Der Kopf schlug hart gegen die Wand.
»Mein Gott, Sie brechen ihm ja alle Knochen«, schnauzte Fritz.
»Er atmet nicht«, stöhnte Willi.
»Rufen Sie den Notarzt«, bellte der Hausmeister den Kellner an.
Sie legten seinen Körper auf den Steinboden vor dem Toiletteneingang. Alle redeten durcheinander.
Was für ein Theater!
Te Laak hörte Fritz denken: »Vierzig Jahre kennen wir uns. Der kann doch jetzt nicht einfach sterben!«
Er liebte ihn dafür.
Da kam Papa.
»Komm«, sagte Papi und lächelte. »Ich freue mich, daß du bei mir bist.« Er nahm ihn bei der Hand, so wie früher, als er noch klein war. »Komm, mein Junge, wir wollen gehen.«
Es war so gut, ihn wiederzusehen!
Zwei Sanitäter mit einer Trage kamen die Treppe heruntergestürzt, der Notarzt mit einem orangefarbenen Koffer. Komisch, der hatte gelbe Gummistiefel an.
Sie schoben einen Tubus und ackerten wie wild an dem Körper herum. Was für eine Hektik!
Die anderen standen stumm am Garderobentresen. Fritz weinte.
»Komm«, sagte Papa, »es wird Zeit.«
Hinter dem großen Tor war ein herrliches, strahlendes Licht.

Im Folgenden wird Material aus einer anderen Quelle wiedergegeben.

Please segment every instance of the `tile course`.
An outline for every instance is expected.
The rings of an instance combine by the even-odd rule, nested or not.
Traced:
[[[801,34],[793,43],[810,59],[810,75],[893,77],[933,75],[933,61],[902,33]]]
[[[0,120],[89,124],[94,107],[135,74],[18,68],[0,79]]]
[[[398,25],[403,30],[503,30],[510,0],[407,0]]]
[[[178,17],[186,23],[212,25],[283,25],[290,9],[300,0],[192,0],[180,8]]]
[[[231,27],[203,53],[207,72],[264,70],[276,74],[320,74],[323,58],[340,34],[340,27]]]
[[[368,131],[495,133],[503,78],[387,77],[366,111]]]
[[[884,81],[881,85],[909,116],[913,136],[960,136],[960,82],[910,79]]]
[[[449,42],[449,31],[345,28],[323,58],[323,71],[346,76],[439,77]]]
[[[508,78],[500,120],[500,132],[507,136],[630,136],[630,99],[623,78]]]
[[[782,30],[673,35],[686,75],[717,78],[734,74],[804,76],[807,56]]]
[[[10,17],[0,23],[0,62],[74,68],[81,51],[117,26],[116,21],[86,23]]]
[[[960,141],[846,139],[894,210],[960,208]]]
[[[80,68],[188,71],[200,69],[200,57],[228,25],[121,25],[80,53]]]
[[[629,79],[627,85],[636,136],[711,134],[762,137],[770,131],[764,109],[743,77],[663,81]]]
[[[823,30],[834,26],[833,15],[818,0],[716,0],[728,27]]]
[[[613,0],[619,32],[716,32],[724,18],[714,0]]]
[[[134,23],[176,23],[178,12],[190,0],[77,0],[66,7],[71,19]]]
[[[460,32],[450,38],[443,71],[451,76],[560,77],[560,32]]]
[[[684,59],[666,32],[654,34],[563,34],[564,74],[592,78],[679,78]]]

Er ging hindurch und fühlte nichts als Frieden.
»Exitus«, sagte der Notarzt und hob hilflos die Schultern.
Astrid Steendijk, die junge Kommissarin vom K1, hatte sich an diesem Karnevalswochenende freiwillig zum Dienst einteilen lassen. Sie verabscheute den ganzen aufgesetzten Frohsinn, die schwachsinnigen Gesänge und vor allem das Gegrabsche der Kerle, die sich in ihrem Suff für unwiderstehlich hielten.